Da drüben liegt der Zwischenbau. Die Luft bestreicht jetzt seine vier Wände, die ein sauberes, helles Kleid angelegt haben, aber seine Fronte ist stattlicher geworden. An jeder Seite blitzen neue Fenster; Ferber hat das Haus um vier Zimmer erweitern lassen, denn der Oberförster will, wenn er sich ins Privatleben zurückzieht, mit Sabine da droben wohnen.

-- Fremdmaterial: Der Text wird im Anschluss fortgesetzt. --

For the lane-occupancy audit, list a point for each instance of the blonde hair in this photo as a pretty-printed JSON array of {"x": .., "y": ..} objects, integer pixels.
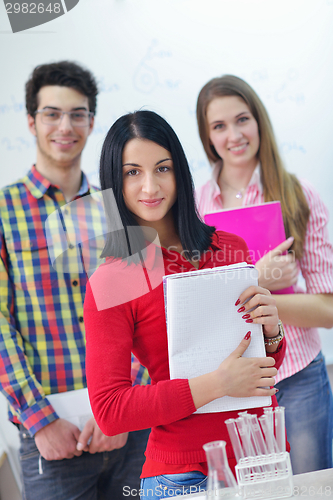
[{"x": 278, "y": 184}]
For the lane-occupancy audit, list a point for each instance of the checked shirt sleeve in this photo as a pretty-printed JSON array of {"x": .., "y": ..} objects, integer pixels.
[{"x": 18, "y": 384}]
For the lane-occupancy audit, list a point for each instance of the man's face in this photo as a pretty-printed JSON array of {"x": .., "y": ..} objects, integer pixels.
[{"x": 60, "y": 145}]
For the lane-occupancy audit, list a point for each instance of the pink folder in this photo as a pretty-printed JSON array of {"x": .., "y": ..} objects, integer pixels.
[{"x": 261, "y": 226}]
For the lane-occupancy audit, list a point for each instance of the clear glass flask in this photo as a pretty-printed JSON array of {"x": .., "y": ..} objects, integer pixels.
[{"x": 219, "y": 473}]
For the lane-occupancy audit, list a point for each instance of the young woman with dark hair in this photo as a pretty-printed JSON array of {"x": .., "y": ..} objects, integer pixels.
[
  {"x": 62, "y": 74},
  {"x": 239, "y": 141},
  {"x": 144, "y": 164}
]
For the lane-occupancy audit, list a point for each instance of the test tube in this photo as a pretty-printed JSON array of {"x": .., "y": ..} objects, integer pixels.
[
  {"x": 280, "y": 431},
  {"x": 234, "y": 438},
  {"x": 268, "y": 433},
  {"x": 245, "y": 434},
  {"x": 258, "y": 440}
]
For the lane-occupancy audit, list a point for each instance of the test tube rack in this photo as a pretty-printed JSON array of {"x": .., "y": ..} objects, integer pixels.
[{"x": 265, "y": 476}]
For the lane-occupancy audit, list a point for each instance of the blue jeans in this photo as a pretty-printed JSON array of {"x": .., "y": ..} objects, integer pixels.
[
  {"x": 172, "y": 485},
  {"x": 307, "y": 397},
  {"x": 102, "y": 476}
]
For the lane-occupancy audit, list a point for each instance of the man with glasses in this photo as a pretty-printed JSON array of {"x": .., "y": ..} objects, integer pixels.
[{"x": 42, "y": 341}]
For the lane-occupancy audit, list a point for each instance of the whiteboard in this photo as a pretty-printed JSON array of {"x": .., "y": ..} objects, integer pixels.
[{"x": 154, "y": 54}]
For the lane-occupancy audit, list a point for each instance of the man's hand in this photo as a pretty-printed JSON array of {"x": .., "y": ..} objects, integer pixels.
[
  {"x": 276, "y": 269},
  {"x": 58, "y": 440},
  {"x": 99, "y": 442}
]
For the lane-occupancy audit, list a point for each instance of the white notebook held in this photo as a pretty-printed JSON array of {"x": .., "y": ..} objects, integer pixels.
[
  {"x": 204, "y": 327},
  {"x": 73, "y": 406}
]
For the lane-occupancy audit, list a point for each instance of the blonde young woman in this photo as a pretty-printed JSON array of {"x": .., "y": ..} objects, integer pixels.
[{"x": 238, "y": 139}]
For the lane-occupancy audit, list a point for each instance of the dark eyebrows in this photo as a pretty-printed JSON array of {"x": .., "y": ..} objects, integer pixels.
[
  {"x": 165, "y": 159},
  {"x": 81, "y": 108},
  {"x": 131, "y": 165},
  {"x": 136, "y": 165},
  {"x": 243, "y": 113}
]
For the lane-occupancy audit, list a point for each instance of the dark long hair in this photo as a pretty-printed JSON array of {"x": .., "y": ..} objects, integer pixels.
[
  {"x": 277, "y": 182},
  {"x": 195, "y": 236}
]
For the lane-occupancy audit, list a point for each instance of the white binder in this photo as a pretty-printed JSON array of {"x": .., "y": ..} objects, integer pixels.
[{"x": 204, "y": 327}]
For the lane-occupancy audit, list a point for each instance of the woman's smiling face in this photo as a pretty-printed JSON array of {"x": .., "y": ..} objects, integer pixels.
[
  {"x": 233, "y": 131},
  {"x": 149, "y": 183}
]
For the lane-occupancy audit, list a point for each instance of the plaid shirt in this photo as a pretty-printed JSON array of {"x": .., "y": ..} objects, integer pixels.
[{"x": 42, "y": 336}]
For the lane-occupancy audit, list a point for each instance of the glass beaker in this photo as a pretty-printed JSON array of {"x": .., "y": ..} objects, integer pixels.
[{"x": 219, "y": 473}]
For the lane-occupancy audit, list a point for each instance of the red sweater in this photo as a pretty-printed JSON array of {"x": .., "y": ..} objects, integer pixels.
[{"x": 139, "y": 326}]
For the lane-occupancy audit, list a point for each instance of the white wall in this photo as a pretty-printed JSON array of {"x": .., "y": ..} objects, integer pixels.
[{"x": 157, "y": 55}]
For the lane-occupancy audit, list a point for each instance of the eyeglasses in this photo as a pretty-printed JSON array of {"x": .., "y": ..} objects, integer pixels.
[{"x": 79, "y": 118}]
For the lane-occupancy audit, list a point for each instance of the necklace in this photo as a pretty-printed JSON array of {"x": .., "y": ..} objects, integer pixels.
[{"x": 239, "y": 192}]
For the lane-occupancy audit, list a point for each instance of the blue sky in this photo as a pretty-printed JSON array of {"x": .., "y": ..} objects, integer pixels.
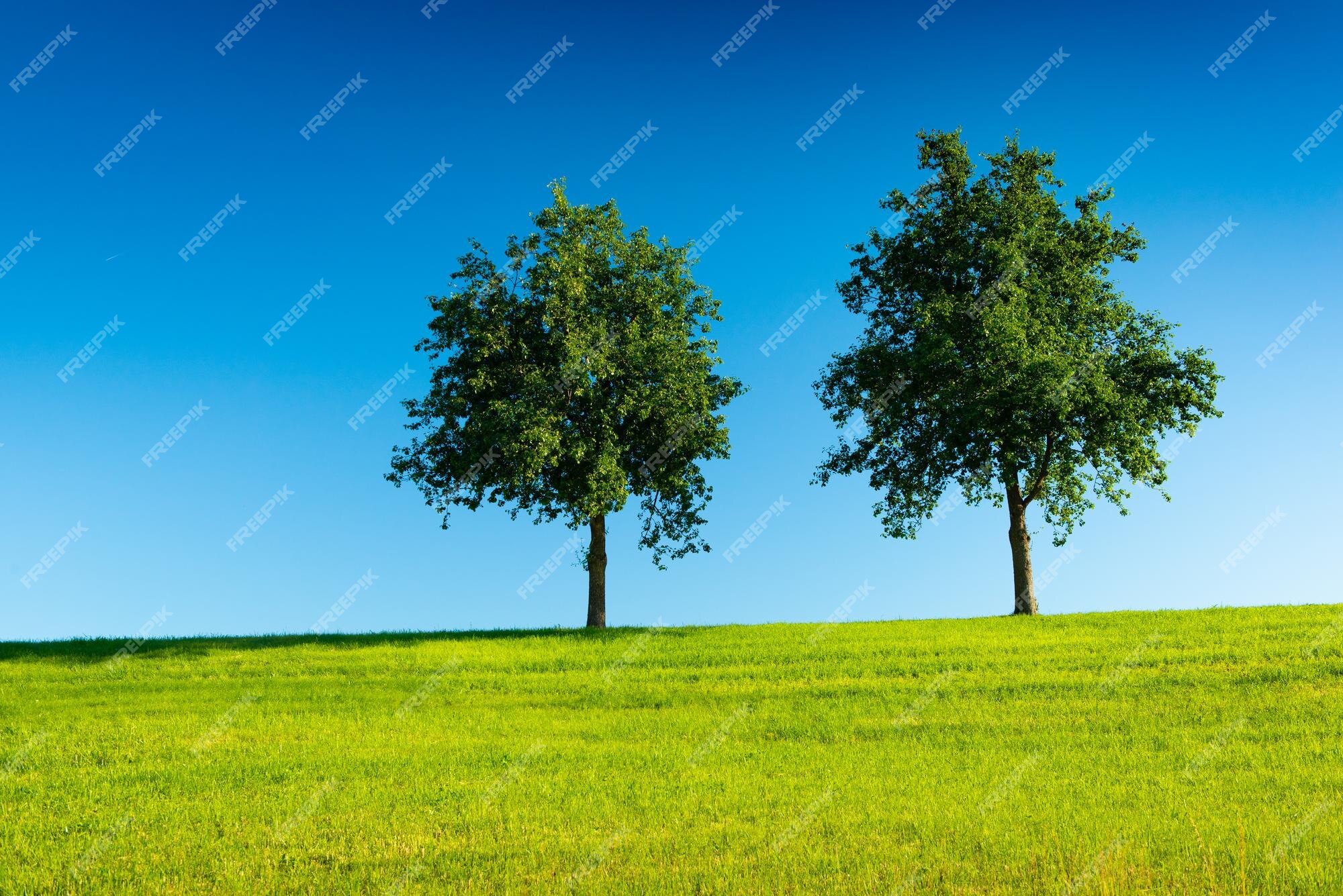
[{"x": 275, "y": 416}]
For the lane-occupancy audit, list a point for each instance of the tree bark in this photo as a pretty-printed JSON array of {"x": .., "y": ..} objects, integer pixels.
[
  {"x": 1024, "y": 584},
  {"x": 597, "y": 573}
]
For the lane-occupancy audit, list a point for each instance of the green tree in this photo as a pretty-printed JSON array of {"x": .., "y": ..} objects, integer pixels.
[
  {"x": 1000, "y": 360},
  {"x": 575, "y": 377}
]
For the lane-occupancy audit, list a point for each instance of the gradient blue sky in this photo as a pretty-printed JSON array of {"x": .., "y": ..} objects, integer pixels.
[{"x": 726, "y": 137}]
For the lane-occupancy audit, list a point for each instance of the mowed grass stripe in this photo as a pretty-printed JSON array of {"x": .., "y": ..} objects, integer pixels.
[{"x": 961, "y": 756}]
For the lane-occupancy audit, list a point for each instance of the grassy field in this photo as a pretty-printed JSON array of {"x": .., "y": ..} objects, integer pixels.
[{"x": 1121, "y": 753}]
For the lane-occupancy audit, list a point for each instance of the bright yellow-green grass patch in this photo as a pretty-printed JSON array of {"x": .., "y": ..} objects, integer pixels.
[{"x": 1119, "y": 753}]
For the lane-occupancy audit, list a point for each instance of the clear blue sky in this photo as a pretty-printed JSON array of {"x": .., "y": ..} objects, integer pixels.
[{"x": 191, "y": 332}]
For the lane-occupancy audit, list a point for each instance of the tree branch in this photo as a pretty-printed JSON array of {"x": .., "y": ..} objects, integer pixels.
[{"x": 1044, "y": 471}]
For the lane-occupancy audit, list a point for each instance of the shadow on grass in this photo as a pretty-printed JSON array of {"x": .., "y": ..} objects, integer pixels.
[{"x": 104, "y": 648}]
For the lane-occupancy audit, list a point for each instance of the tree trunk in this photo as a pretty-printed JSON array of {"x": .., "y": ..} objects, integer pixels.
[
  {"x": 1024, "y": 585},
  {"x": 597, "y": 575}
]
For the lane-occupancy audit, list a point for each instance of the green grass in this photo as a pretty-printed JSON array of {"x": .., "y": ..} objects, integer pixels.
[{"x": 937, "y": 757}]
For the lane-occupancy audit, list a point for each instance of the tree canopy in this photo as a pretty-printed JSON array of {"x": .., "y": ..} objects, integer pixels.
[
  {"x": 574, "y": 377},
  {"x": 999, "y": 356}
]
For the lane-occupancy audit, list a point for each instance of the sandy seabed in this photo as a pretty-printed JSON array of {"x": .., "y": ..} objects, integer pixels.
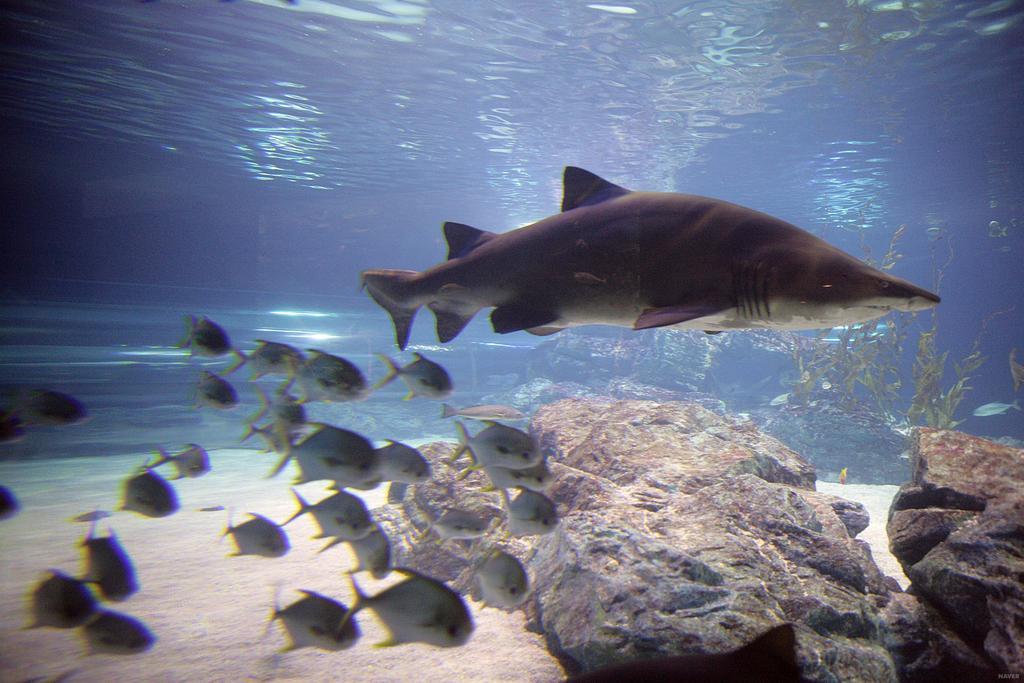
[{"x": 210, "y": 610}]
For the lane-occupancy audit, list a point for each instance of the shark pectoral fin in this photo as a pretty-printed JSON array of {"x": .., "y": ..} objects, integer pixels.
[
  {"x": 393, "y": 291},
  {"x": 450, "y": 323},
  {"x": 666, "y": 315},
  {"x": 514, "y": 317}
]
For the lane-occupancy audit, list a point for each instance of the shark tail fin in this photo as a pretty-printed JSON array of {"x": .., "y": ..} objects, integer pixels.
[{"x": 393, "y": 291}]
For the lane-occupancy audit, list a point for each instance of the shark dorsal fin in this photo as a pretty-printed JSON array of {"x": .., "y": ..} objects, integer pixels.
[
  {"x": 464, "y": 239},
  {"x": 583, "y": 188}
]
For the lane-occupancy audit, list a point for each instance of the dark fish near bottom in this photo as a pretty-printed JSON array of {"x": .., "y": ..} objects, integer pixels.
[
  {"x": 8, "y": 504},
  {"x": 770, "y": 658},
  {"x": 61, "y": 601},
  {"x": 114, "y": 633},
  {"x": 109, "y": 566},
  {"x": 150, "y": 495}
]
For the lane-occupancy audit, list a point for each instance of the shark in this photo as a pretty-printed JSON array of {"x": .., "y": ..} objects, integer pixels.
[{"x": 642, "y": 259}]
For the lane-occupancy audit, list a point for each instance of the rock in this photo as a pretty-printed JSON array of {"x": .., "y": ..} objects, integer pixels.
[
  {"x": 684, "y": 531},
  {"x": 853, "y": 515},
  {"x": 924, "y": 646},
  {"x": 833, "y": 436},
  {"x": 957, "y": 528}
]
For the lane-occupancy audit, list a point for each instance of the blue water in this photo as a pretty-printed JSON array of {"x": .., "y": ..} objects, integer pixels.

Im Ferberschen Wohnzimmer, dessen zwei hohe Fenster jetzt dieselbe Aussicht gewähren, wie früher nur das Bogenfenster in Elisabeths ehemaligem Stübchen – Herr von Walde hat die Bäume lichten lassen, damit die Eltern das Heim ihres Kindes immer vor Augen haben –, also im Wohnzimmer steht die junge Frau von Walde. Sie ist mehrere Wochen an das Haus gebannt gewesen, und ihr erster Ausgang führt sie auf den Berg, um ihren Erstgeborenen im großelterlichen Hause vorzustellen … Da liegt er auf ihrem Arme. Miß Mertens, oder vielmehr die längst glücklich verheiratete Frau Reinhard, hat den Kleinen heraufgetragen und schiebt vorsichtig den schützenden Schleier zurück. Das frische, rote Gesichtchen trägt die Züge derer von Walde, und aus dem Spitzenhäubchen fällt ein feiner, dunkler Haarstreifen auf die Stirn. Ernst will sich totlachen über die täppischen Bewegungen der drallen, roten Fäustchen, die sich nach allen Richtungen hin recken und strecken. Der Oberförster aber hat in eigentümlich ängstlicher Haltung seine eigenen gewaltigen Hände auf den Rücken gelegt, als fürchte er, durch irgend eine seiner kräftigen Bewegungen dem winzigen Geschöpfchen einen Schaden zuzufügen. Er ist nicht minder entzückt von seinem Großneffen, wie die Großeltern von ihrem Enkelchen. Er hat die schlimme Erfahrung bezüglich Berthas verschmerzt und sonnt sich in Elisabeths Glück, das ihm anfangs wunderbar genug vorkam, und von welchem er behauptete, er müsse jeden Morgen von neuem lernen, daran zu glauben. Nicht etwa, daß er gemeint hätte, es sei zu außerordentlich für seinen kleinen Liebling – er hätte wohl die höchste Krone der Erde auf Elisabeths reiner Stirn als ganz an ihrem Platze gefunden –, es war ihm nur sehr verwunderlich, das junge Wesen »mit den quecksilbernen Füßen und dem sonnigen Gesichte« so hingebend an der Seite des ernsten, gereiften Mannes zu sehen.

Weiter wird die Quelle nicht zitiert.